The unreliable key testimony of former SRC International director Suboh Yassin should have collapsed the prosecution’s RM42 million corruption case against Najib Abdul Razak, the Court of Appeal heard.

The former premier’s lead defence counsel Muhammad Shafee Abdullah today told the three-person Court of Appeal bench that Suboh gave inconsistent testimony during the RM42 million SRC International corruption trial against former prime minister Najib.
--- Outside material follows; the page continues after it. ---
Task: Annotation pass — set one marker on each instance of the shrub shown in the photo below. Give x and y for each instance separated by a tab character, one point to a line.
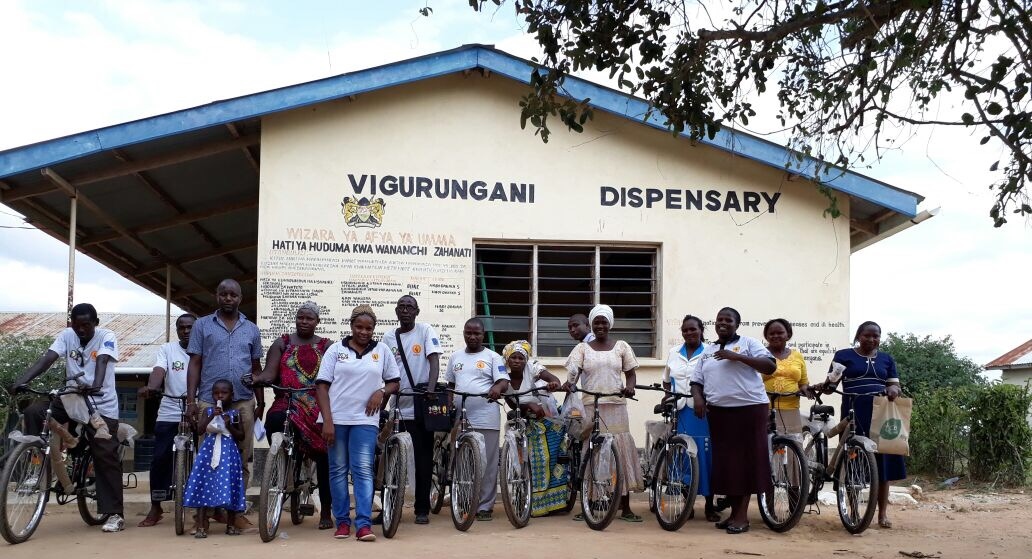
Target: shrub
1001	438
Shafee (above) pointed out that during the trial, 42nd prosecution witness Suboh admitted during cross-examination that his signatures on six letters authorising the transfer of funds into Najib’s personal account may have been forged.

During Najib’s RM42 million SRC trial at the Kuala Lumpur High Court on July 2, 2019, Suboh had agreed with the defence’s suggestion that the witness’ signatures, on documents authorising the transfer of funds from two companies into Najib’s account, may not have been his.

This contradicted the former SRC International director telling the prosecution a day earlier (July 1, 2019) that he signed the bank documents himself.

The bank documents were in relation to the alleged transfers of RM42 million from Gandingan Mentari Sdn Bhd (GMSB) and Ihsan Perdana Sdn Bhd (IPSB) to Najib’s bank account. It is the prosecution’s contention that the funds were from SRC.

Najib’s defence team had then contended that Suboh’s admission contradicted the statement he gave to the MACC in relation to the alleged transfers of funds from the two companies into Najib’s account.

Suboh was the authorised signatory for the bank accounts of SRC and GMSB.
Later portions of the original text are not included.